Unser hoch geschätzter Simplicius Simplicissimus zum Beispiel schreibt: „…daß auch ich das Schafsgewäch Barometz nicht allein wachsen sehen konnte, sondern auch darvon essen durfte.“

Der Autor des Simplicius, Grimmelshausen, hatte vom skythischen Lamm wahrscheinlich in den „Philosophischen und Mathematischen Erquickstunden“ des Georg Philipp Harsdörffer gelesen. Auch ein viel gelesener Proto-Wissenschaftler und Dichter.

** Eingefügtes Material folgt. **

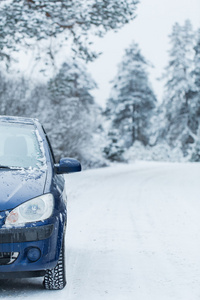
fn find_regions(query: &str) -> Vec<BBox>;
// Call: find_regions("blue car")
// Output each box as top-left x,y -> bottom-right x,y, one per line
0,116 -> 81,290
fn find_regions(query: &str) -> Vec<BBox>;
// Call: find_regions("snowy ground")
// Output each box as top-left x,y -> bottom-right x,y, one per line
0,162 -> 200,300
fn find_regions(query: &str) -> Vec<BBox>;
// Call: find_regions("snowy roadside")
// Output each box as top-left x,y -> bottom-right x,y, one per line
0,162 -> 200,300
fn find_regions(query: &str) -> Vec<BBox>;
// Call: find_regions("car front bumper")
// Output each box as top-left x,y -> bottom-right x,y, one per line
0,218 -> 63,278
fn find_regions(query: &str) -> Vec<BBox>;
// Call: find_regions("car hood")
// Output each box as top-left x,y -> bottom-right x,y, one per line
0,169 -> 46,211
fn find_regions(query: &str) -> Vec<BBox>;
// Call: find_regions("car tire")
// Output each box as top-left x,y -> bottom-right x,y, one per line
43,238 -> 66,290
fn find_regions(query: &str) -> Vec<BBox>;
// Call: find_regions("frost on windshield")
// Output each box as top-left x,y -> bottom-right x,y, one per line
0,123 -> 46,169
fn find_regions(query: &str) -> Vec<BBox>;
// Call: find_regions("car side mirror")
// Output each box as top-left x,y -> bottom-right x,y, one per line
55,157 -> 81,174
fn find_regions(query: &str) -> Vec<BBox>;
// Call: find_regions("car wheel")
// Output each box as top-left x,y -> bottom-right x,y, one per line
43,238 -> 66,290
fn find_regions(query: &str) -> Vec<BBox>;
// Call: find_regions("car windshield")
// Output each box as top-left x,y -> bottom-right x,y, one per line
0,122 -> 45,168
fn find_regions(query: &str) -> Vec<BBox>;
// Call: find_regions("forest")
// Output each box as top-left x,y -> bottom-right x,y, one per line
0,0 -> 200,168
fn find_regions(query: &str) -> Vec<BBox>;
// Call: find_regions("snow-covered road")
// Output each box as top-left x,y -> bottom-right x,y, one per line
0,162 -> 200,300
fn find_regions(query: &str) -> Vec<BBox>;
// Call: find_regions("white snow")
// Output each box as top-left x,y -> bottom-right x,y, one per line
0,162 -> 200,300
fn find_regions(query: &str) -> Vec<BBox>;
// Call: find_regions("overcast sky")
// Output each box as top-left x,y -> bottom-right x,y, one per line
88,0 -> 200,106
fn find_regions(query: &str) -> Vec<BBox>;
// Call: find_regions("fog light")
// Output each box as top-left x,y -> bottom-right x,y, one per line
27,248 -> 41,262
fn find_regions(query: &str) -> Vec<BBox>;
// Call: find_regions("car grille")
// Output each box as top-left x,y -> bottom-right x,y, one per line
0,252 -> 19,266
0,224 -> 54,244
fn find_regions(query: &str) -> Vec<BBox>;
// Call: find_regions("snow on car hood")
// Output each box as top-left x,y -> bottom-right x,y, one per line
0,168 -> 46,211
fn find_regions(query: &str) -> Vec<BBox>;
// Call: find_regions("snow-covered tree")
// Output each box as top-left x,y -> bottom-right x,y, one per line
43,61 -> 101,165
0,0 -> 138,64
106,42 -> 156,158
190,29 -> 200,161
160,20 -> 197,155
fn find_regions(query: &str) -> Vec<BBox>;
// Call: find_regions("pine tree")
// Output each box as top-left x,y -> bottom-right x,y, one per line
163,20 -> 197,155
190,29 -> 200,161
106,42 -> 156,158
44,61 -> 96,163
0,0 -> 138,61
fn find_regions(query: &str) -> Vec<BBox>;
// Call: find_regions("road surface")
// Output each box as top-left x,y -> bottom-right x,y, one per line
0,162 -> 200,300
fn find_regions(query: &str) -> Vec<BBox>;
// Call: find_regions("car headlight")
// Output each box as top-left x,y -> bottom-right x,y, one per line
5,194 -> 54,225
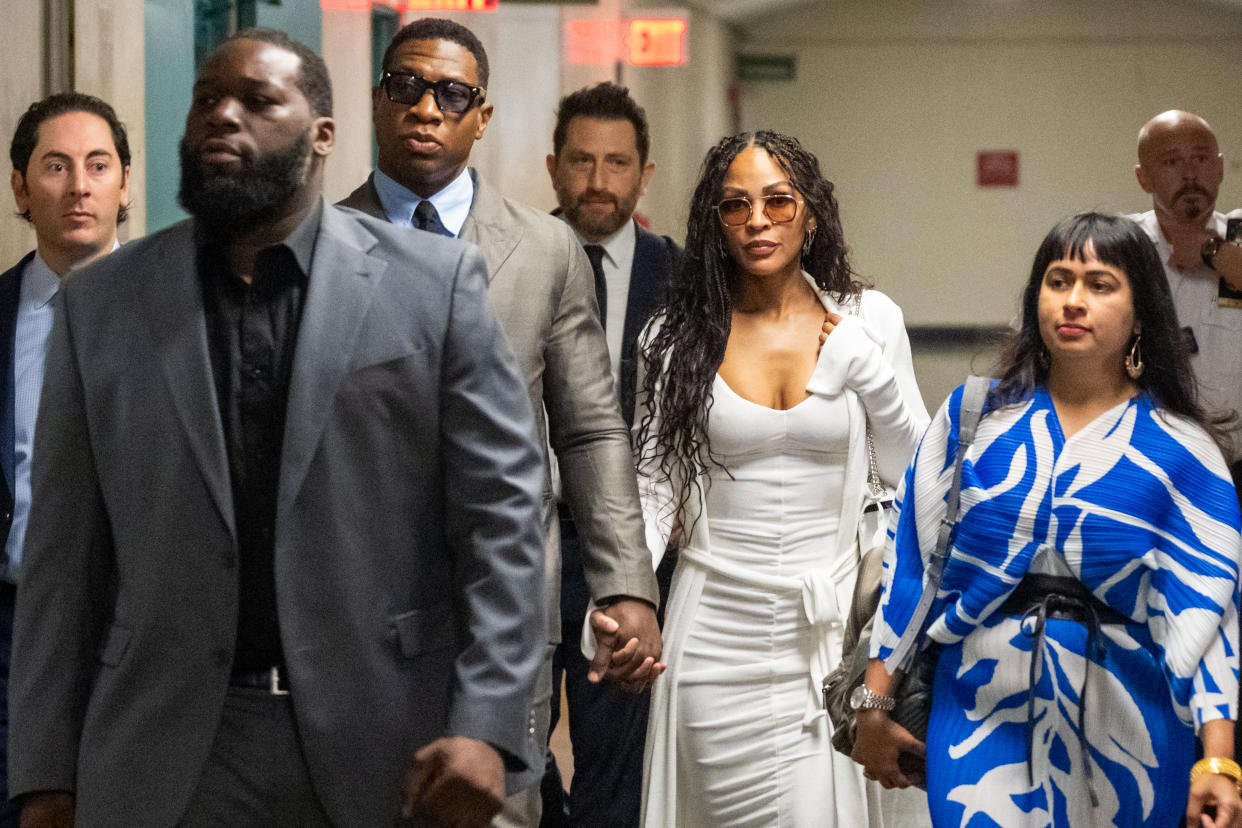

Das alles wurmte Herrn Engelbert Kämpfer sehr. Der gab sich nun jegliche Mühe auf seinen Forschungsreisen alles wahrheitsgemäß zu berichten und nicht dazu zu dichten. Aber irgendetwas, was nur im Ansatz aussah wie ein Barometz, dass hatte er noch nie gesehen.

Ein angewachsenes Schaf ist ja auch ein wirklich seltsames Wesen. Klar ist der größte Feind der Wolf. Der wird sich freuen, wenn das Schaf nicht weglaufen kann.

Kämpfer reist 1683 nach Persien und sucht und sucht, aber kein Barometz weit und breit. Und: Noch auffälliger, kein einziger Augenzeuge. Die befragten Perser wissen überhaupt nicht, wovon der komische Mann aus Deutschland da spricht.

Kurzerhand erklärt Kämpfer das Barometz zur Legende. Punkt. Das ist jetzt auch noch nicht die wissenschaftliche Methode, aber doch sehr verständlich.

Schließlich bricht so langsam die Aufklärung los und es wird Zeit, sich von den Mythen und Märchen der Altvorderen zu befreien!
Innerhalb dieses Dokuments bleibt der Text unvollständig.